The beneficiaries of the deal will be the three partners who held a stake in Ross McParland, who are all executives of the firm.
Founder Mr Ross McParland was the major shareholder and will therefore receive over half of the sale price. Mr Brendan Byrne also had a substantial holding, while Mr Eamonn Foley is believed to have had a smaller stake.
The purchase price for the 80 per cent stake valued Ross McParland at £5.6 million. While the consideration was paid in cash, the agency's directors subscribed for £1.1 million worth of Sherry FitzGerald shares, meaning that they will hold some 25 per cent of the proceeds in stock.
Sherry FitzGerald has an option to buy the remaining 20 per cent of Ross McParland based on average formulae of the after-tax profit average over a five-year period. The agency had pre-tax profits of £804,000 in the year to last April.
Sherry FitzGerald wants to increase its stake in the new homes market. Following the acquisition, its share in this area will rise to 23 per cent.
Mr Mark FitzGerald, chairman and chief executive of Sherry FitzGerald, said Ross McParland was a significant player in the new homes market with an established niche brand, a high quality team of outstanding professionals and a large stock of new homes' schemes both on the market and coming to the market over the next number of years.
"This, coupled with our existing new homes business, will place us in a leadership position in the Dublin market and a very significant national player in this important sector."

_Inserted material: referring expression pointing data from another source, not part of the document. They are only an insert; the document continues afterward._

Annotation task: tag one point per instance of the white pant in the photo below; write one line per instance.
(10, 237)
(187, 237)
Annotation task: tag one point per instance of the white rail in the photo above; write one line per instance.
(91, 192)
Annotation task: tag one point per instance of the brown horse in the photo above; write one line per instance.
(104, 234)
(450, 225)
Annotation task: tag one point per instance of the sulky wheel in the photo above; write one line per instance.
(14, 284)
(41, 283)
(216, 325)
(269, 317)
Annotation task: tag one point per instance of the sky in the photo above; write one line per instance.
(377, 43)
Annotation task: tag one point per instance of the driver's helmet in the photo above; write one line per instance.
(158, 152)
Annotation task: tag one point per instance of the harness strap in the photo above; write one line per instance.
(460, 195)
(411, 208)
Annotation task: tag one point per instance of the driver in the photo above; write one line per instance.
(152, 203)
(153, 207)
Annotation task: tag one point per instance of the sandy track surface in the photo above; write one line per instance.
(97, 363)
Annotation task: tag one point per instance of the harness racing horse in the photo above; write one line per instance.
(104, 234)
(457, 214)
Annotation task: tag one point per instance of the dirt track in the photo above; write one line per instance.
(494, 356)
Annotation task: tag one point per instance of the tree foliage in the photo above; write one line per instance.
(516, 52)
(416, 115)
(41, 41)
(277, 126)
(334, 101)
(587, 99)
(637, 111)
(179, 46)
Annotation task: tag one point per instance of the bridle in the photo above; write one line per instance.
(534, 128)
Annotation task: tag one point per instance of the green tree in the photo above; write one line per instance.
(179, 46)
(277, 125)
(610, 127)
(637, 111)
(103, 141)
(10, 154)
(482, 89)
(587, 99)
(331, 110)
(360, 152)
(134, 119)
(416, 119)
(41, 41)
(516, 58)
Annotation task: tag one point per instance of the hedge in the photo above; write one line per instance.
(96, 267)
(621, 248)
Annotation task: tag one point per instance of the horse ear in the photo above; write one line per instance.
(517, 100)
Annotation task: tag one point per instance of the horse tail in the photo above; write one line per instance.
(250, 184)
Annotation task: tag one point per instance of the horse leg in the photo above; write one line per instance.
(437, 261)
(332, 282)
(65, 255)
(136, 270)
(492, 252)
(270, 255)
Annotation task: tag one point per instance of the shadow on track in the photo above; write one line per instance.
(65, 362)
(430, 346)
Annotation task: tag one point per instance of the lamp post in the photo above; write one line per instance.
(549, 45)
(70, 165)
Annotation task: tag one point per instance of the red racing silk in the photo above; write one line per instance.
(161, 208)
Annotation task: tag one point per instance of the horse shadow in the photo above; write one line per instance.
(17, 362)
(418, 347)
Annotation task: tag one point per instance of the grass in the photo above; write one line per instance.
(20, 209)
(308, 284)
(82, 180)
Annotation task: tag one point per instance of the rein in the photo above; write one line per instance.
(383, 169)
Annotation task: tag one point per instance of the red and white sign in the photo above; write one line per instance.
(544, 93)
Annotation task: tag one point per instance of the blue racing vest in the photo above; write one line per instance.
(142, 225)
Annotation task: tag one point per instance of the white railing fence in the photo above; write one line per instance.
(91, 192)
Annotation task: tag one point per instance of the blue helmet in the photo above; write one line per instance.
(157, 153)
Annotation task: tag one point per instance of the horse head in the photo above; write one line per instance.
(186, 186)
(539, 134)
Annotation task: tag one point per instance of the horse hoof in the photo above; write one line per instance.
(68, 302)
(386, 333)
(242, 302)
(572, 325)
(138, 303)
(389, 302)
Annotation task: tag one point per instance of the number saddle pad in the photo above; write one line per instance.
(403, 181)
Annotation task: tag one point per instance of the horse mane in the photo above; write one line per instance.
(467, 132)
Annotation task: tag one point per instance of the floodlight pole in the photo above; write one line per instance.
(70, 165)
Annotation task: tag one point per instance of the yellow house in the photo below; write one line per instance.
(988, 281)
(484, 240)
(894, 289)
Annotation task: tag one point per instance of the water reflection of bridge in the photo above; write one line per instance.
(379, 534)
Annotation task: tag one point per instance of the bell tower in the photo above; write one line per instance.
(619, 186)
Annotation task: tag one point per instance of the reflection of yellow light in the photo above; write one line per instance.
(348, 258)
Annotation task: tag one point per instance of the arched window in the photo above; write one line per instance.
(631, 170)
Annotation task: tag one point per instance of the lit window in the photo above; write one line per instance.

Mr McParland, who founded the agency in 1985, said the take-over would give his business and clients access to a large brand network, and a quality property research resource, which will give them a competitive edge in the market.
Mr McParland will be managing director of the new subsidiary Ross McParland Ltd and will join the Sherry FitzGerald board as an executive director.
The Sherry Fitzgerald Group also announced pre-tax profits for the first six months of this year, up 54 per cent at €1,330,836 while group turnover was up 55 per cent to €7,736,316. Earnings per share were 6.9 cents, an increase of 1.7 cents on the same period last year. According to Mr Fitzgerald: "The figures show substantial real growth with profits over 2 1/2 times the rate of house price inflation at 21-22 per cent and a maintenance of margins at around 17 per cent despite extensive investment in IT."
Sherry Fitzgerald's residential turnover was up 66 per cent to €5,520,571 while its commercial property arm, DTZ Sherry Fitzgerald, achieved fee growth of 33 per cent.
Mr Fitzgerald said sales of second-hand houses and new houses had increased by 31 per cent and 23 per cent respectively in the first half of this year and the company had received a positive response to expansion across the State. He criticised the recent housing Bill, which suggests builders should give 20 per cent of their new stock to social housing, describing it as a "sledgehammer approach" to the housing issue.
He suggested that the real solution to the housing problem was increasing the supply of housing which would take pressure off social housing programs, and reduce waiting lists.